I think the intention of the show was to blur the line between fine art and illustration, but for me as an artist, my approach to illustrating a book is very different from the intimate conversation between painted surface and myself in the studio. When illustrating a book, I am very aware of the collaborative effort of myself, author, editor, and publisher. With my paintings beyond the book, it is the quiet that dwells deep inside that is expressed like a poem.

There will be a panel discussion at the gallery in a few weeks. I am looking forward to the conversation on art in and out of the book!


Edie Hemingway said...

Congratulations on the honor of being included in this exhibition! I'm excited to see another side of your amazing work. Thanks for including the photos. And I'm intrigued by your comments about the difference between illustrating and working on an individual painting or sculpture!

Christy said...

I would LOVE to see this show--especially the crow paintings. Is there any kind of virtual gallery?

I have always found the lines between commercial art and studio art to be quite blurry. I've resisted labels that would suggest that illustrators are not fine artists. Seems to me that plenty of the later group work with constraints from galleries.I like the way you articulated the distinction for you--collaborative work vs work done completely alone. How freeing to explore form without imposed goals!

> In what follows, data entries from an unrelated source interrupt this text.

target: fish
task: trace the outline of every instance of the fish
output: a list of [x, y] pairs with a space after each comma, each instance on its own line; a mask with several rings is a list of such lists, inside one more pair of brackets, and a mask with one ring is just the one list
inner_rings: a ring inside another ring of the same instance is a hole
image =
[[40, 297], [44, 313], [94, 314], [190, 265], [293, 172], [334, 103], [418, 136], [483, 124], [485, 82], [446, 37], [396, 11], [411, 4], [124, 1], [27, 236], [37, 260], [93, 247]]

Noguchi created "fine art" that was often collaborative, working with architects, choreographers, musicians and others. He was hard hard to label, because he also created and manufactured lamps furniture and other sculptural objects. Fine art/commercial art, East/West, old/new--he merged it all.

I like that your show helps the public see the artist in a larger context.

Lauren said...

Yes, as I was writing about it, I wondered about the creative writing of authors-- those stories, poems, writings that never see the light of day in the publishing world, yet are complete in and of themselves.

Lauren said...

It all ultimately boils down to being creative. There are definitely different nuances though. I wish I could take you through the show-- at this time there is no "virtual gallery".

Library Jewel said...

I'm looking forward to that panel discussion to hear how each of you views the process of work versus the pieces you do simply for yourself. Your dedicated study of other artists' works throughout history enables readers to see their influence in your children's book illustrations.

Stephanie said...

Such gorgeous stuff! I would love to see the whole exhibit

David LaRochelle said...

I was one of the (many) lucky ones who was able to attend the opening night of this exhibit. ALL the work was amazing. Lauren's work in particular seemed very different from what I see in her books, and I enjoyed this deeper glimpse into her inner world. I was particularly impressed with how all these artists find time to explore their creative side in ways that weren't tied to a published book. I so seldom create art for art's sake; this exhibit inspired me to find time to just be creative.

Mark said...

Congratulations on the exhibit, Lauren. Your comments and insights into the "purposes" of various projects is thought-provoking stuff for all of us, I think.